# ipod nano - iTunes8Setup[1].exe is not a valid Win32 application



## nancy_28 (Jan 11, 2009)

I just got the new ipod nano. I went to the apple website and tried to download itunes 8 and got the message that it is not a valid Win32 application. I then downloaded itunes v7 which installed perfectly except my ipod is not compatible with that version....go figure.

I went to the apple website for troubleshooting solutions...they said uninstall itunes, delete browser history, turn off pop-up blocker, run windows install cleanup. I did everything they told me to. I got nowhere. I even tried to download it frrom other sites since it worked for other users.

I have all of the updates for Windows XP that are needed. Is there anything else that I could possibly be missing that would help me download the new version of itunes. I've been driving my self crazy for the past couple of days with this.

Thanks!!


----------



## skylar3 (Jan 3, 2008)

I too recently bought an ipod nano 4gb and i am having problems making it work. 

i have windows xp and like you i too downloaded the latest itunes version so that i can start using my ipod but my ipod doesn't sync with this latest version of itunes. so i uninstalled this itunes and downloaded and installed an earlier 8.0 version but then it now gives me the error of library file already there from previous version and cant read it.

pls help me start my ipod!!

help very much appreciated

thanks!


----------



## sinclair_tm (Mar 11, 2005)

Did you make sure that the iTunes you downloaded is the Windows version and not the Mac version? It will download the iTunes that matches the platform you are using when you click the download button. I use it with Win XP Pro SP3 without any issues. When you download it, it should also include the Apple Software Updater. If you can find it in the start menu, run that and it should give you the option to install iTunes as well.

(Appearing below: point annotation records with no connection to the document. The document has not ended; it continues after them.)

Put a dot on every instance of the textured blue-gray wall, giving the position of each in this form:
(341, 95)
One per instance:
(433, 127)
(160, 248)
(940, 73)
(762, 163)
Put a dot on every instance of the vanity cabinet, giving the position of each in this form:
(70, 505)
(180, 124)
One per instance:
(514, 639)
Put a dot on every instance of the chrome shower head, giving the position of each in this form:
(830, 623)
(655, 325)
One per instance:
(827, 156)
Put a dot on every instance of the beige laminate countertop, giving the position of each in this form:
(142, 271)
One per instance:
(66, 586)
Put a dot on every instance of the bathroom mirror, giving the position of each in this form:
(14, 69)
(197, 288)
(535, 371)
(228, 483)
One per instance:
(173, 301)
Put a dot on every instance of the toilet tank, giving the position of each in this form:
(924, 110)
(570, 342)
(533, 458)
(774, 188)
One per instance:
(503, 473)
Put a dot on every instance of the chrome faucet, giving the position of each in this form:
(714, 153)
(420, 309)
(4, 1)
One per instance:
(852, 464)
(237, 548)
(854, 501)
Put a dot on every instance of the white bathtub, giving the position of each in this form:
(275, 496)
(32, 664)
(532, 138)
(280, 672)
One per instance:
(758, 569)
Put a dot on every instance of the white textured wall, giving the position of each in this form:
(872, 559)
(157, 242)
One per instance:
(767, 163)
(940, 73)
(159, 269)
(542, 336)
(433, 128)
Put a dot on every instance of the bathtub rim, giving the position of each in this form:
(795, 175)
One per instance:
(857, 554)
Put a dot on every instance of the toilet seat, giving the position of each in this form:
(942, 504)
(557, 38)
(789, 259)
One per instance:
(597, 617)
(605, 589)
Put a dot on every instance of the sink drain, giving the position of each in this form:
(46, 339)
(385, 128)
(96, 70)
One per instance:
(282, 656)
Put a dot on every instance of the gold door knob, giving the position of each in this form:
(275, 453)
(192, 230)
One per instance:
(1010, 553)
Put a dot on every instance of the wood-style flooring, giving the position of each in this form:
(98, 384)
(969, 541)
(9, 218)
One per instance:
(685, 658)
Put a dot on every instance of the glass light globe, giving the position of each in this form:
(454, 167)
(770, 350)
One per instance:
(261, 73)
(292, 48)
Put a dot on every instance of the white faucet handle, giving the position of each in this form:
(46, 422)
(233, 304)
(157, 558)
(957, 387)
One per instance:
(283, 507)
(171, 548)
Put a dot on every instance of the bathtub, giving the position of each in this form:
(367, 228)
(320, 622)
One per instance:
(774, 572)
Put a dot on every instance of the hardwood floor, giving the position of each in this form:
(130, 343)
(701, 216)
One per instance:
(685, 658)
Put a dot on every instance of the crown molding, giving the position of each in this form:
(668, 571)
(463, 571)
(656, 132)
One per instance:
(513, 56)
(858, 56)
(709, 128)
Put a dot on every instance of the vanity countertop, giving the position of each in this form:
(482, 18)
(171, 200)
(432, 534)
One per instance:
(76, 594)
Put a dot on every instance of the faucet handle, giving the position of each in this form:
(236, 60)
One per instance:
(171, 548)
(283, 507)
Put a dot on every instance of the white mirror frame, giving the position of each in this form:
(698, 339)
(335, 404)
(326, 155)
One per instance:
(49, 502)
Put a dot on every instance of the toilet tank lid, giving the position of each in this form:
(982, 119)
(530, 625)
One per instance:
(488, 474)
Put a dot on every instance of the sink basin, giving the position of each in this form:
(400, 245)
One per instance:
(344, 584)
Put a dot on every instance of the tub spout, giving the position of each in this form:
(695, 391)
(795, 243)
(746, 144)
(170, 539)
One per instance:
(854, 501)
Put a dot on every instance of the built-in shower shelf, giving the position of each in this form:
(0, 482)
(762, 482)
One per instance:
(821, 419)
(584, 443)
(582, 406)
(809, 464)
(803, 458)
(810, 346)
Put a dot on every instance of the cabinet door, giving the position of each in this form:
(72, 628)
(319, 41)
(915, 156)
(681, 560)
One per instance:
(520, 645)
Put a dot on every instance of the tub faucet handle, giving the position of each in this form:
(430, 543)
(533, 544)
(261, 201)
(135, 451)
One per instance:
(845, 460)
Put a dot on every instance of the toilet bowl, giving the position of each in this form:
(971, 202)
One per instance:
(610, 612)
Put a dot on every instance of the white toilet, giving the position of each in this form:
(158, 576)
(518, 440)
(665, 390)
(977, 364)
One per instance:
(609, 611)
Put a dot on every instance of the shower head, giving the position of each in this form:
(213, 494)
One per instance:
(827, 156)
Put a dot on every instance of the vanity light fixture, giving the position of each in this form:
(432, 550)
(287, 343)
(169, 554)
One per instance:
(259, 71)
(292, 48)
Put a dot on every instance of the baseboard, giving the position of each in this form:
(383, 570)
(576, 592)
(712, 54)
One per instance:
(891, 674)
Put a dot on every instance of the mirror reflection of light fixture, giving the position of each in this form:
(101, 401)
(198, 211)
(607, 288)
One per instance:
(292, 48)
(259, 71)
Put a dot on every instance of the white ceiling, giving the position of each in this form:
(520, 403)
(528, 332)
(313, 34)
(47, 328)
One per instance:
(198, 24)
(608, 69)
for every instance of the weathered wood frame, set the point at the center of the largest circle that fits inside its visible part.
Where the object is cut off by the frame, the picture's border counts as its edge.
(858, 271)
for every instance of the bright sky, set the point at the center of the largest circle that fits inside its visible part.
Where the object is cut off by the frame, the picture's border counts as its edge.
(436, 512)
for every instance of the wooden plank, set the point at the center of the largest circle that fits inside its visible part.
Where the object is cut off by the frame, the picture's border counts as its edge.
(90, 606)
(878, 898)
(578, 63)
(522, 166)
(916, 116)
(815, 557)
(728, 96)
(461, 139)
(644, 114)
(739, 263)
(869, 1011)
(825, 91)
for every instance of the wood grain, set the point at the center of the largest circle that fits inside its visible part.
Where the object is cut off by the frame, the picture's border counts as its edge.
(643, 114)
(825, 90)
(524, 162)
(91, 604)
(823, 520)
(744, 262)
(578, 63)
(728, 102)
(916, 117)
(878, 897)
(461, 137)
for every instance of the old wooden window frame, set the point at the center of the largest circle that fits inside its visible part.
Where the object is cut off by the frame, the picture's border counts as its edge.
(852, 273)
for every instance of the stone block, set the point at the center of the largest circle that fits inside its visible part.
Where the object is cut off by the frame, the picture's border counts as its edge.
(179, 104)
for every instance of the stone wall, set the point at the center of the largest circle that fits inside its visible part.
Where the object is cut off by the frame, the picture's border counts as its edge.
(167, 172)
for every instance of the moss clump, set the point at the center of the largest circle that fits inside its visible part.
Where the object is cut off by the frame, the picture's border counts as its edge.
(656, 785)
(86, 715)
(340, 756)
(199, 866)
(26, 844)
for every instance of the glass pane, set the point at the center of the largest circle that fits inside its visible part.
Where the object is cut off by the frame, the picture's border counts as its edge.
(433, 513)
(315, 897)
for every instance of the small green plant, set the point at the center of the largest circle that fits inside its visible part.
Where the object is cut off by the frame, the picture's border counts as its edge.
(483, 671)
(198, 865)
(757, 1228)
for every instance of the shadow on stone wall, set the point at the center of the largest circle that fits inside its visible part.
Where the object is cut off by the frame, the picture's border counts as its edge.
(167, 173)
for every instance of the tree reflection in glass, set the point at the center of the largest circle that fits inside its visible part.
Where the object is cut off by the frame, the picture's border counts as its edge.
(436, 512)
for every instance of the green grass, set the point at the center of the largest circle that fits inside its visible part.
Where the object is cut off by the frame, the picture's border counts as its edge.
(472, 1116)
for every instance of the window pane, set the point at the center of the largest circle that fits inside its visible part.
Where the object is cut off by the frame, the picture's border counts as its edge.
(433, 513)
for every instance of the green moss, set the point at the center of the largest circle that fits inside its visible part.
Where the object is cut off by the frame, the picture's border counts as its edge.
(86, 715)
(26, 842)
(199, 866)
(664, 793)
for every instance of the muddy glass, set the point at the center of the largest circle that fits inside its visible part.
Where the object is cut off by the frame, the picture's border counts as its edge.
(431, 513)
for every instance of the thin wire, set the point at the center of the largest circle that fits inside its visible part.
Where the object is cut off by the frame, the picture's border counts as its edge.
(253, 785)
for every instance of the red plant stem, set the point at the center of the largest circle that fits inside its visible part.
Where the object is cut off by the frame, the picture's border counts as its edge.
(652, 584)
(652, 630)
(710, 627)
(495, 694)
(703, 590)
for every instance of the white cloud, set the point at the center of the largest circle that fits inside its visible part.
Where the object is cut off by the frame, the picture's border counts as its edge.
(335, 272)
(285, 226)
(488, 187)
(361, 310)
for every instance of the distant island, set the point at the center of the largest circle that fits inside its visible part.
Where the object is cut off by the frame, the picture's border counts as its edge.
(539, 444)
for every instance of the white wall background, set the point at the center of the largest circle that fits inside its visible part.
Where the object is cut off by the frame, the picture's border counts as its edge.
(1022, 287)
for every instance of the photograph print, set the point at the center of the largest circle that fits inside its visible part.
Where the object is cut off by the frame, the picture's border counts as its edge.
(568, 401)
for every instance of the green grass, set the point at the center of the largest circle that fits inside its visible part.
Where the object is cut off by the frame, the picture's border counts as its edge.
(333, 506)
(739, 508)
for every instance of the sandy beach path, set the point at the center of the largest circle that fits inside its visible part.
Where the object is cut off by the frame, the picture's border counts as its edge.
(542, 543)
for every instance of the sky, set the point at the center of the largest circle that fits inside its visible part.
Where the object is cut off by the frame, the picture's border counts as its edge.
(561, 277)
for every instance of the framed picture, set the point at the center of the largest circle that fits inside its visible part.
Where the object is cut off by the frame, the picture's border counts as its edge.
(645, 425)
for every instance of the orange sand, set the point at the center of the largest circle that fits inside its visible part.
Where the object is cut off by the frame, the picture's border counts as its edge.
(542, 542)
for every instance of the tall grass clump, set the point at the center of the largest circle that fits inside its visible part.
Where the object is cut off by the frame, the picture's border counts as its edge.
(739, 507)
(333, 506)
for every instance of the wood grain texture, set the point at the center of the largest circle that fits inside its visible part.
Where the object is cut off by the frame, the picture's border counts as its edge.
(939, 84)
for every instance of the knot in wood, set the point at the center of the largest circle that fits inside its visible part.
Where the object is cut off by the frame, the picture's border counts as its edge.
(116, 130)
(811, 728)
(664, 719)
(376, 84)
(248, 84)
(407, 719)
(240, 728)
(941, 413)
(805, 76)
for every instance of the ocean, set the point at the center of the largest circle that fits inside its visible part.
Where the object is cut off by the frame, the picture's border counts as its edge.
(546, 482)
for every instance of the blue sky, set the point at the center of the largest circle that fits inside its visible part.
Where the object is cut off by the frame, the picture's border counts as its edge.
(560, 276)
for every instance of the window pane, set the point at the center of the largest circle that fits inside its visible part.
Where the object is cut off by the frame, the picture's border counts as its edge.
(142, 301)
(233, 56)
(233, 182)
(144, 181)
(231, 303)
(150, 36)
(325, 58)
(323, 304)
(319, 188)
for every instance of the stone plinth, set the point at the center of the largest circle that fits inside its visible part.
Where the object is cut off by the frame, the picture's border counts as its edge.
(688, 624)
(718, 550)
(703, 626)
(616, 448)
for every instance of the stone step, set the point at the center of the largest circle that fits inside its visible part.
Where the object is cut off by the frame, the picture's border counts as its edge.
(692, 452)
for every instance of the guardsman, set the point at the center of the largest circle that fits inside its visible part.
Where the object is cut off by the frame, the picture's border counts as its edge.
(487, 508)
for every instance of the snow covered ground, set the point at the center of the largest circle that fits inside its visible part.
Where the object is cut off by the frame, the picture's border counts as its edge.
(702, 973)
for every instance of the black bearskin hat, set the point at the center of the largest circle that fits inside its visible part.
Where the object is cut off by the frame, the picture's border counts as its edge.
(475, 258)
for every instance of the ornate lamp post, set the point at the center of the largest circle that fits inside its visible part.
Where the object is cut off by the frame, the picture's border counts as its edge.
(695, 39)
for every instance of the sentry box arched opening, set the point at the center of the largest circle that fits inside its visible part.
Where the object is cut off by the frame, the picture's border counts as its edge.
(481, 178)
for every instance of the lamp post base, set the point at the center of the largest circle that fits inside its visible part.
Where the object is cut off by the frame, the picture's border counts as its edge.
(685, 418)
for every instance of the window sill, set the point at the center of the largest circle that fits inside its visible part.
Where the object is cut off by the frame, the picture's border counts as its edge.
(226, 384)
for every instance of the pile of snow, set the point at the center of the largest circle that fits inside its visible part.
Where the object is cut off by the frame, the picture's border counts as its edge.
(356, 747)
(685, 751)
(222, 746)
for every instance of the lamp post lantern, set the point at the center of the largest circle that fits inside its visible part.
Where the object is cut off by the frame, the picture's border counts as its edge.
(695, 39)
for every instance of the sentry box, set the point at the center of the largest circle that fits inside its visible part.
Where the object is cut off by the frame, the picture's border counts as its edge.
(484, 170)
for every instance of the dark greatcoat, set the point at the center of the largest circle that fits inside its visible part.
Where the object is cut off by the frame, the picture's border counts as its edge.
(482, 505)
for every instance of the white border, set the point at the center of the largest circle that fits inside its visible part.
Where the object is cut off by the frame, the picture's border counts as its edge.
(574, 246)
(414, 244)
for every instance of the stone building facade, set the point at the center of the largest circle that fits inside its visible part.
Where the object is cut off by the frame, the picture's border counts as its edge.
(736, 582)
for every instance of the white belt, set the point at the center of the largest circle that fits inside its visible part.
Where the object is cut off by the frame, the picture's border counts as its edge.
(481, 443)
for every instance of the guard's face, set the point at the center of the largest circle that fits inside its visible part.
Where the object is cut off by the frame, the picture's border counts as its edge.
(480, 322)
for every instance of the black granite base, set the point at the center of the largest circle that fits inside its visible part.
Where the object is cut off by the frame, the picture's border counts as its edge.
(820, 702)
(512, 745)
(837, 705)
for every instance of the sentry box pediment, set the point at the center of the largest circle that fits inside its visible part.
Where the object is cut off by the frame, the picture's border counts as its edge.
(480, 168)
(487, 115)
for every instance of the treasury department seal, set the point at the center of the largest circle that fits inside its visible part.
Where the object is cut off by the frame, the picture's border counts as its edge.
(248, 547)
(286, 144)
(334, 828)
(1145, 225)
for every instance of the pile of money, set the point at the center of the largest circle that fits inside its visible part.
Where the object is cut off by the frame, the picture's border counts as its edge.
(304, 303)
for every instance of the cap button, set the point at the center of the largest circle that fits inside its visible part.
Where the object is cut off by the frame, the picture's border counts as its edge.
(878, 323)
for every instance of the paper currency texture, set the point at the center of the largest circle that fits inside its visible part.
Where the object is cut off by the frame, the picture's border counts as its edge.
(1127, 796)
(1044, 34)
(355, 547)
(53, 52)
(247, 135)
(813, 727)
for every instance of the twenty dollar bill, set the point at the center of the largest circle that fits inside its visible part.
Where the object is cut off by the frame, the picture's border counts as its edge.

@both, this is not a Mac issues, so it should of gone in the Windows XP forums, or the gadgets forum.
@skylar3, you need to open a new thread, as you problem is a different one all together. You must have a different problem than you think, as iTunes 8 works with all iPods. Apple has not dropped any iPod model from iTunes yet. So if it does not work with your iPod, we need you to tell us what is happening so we know what you need to do.


----------